He received Christ as his Lord, and asked to be baptized. 

            But none of this went unnoticed.  There was great interest in the patriarch of the village and in the visitors who came to his hut.  He held the history of his people, their culture, and even the power of their dark god.

            It seemed unrelated and inconvenient when Norman broke his ankle while jogging the week before he was to baptize the old man.  A village preacher who had been involved had a freak accident on his motorcycle and broke a bone.  Another who would have baptized him was confined to bed by sickness.   The baptism was moved to another village, and was performed on schedule.  The old man became a new man in Christ. 
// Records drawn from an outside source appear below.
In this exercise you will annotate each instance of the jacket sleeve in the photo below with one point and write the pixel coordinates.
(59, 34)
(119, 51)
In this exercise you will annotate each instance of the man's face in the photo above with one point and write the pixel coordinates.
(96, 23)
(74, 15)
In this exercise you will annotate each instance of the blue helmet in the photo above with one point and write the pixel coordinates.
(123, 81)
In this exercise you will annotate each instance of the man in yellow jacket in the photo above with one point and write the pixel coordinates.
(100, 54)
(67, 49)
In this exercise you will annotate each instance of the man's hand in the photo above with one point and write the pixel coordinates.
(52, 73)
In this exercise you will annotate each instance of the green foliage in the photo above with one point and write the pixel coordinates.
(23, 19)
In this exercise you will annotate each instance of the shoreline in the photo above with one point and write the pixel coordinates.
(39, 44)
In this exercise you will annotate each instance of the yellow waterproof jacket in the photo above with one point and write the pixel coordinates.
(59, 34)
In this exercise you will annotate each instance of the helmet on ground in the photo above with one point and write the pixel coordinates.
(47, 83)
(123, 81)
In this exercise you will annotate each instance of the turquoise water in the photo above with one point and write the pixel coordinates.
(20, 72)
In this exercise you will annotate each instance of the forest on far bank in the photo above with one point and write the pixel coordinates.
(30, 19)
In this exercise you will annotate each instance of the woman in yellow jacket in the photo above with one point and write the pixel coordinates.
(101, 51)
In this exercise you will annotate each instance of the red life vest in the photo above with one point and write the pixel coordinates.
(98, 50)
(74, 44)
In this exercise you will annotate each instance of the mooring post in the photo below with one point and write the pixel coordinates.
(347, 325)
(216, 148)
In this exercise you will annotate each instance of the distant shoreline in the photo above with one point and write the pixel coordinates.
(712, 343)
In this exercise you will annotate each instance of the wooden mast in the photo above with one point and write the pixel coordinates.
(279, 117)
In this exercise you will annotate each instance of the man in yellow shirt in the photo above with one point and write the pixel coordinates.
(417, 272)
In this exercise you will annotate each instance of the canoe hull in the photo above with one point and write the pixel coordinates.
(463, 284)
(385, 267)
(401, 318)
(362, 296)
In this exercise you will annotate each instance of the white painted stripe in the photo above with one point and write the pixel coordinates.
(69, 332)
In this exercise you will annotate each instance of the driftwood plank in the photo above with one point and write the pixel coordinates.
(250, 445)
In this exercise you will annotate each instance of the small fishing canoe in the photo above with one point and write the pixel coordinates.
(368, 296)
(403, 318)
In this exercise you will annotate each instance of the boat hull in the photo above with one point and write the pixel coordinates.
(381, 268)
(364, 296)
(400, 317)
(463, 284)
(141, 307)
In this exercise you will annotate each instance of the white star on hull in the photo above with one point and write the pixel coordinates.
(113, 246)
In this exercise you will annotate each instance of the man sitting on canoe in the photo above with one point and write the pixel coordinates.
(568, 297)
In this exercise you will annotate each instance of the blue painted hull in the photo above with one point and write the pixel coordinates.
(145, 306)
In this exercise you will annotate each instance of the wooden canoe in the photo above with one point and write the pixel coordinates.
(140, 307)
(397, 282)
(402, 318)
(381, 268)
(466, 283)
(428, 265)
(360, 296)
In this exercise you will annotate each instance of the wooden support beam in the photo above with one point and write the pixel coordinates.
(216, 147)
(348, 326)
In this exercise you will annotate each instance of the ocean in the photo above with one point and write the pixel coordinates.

            The next week he made the journey to the city.  A difficult journey for a sick old man, to thank Norman for his part in bringing him the Light of Christ, and to apologize for the broken bones and sickness that had afflicted the team  because of the curses of his apprentices. 

            The former witch doctor lamented his old ways and shared how the law which he had applied on all Christians under his power in former times was now his own punishment.  At more than ninety-seven years of age, by the law that he had enacted years before he was cast from his home and separated from belongings and the village that he had once ruled. 

            He speaks a different power now, and walks with a new stature.  To the amazement of all who know him, his back has straightened, and sickness is gone since his baptism.  The Christ he proclaims is greater than those who curse him, and a village who knew only darkness has Light. Those who watch him must wonder about the god who can take an aging, sickly, feared high priest of Satan, and transform him into a servant of the Most High.  Surely if the changed life of his nephew, a humble school teacher turned evangelist can change this one, the life and testimony of Chepaw the former witch doctor will affect the whole village.   Pray it be so.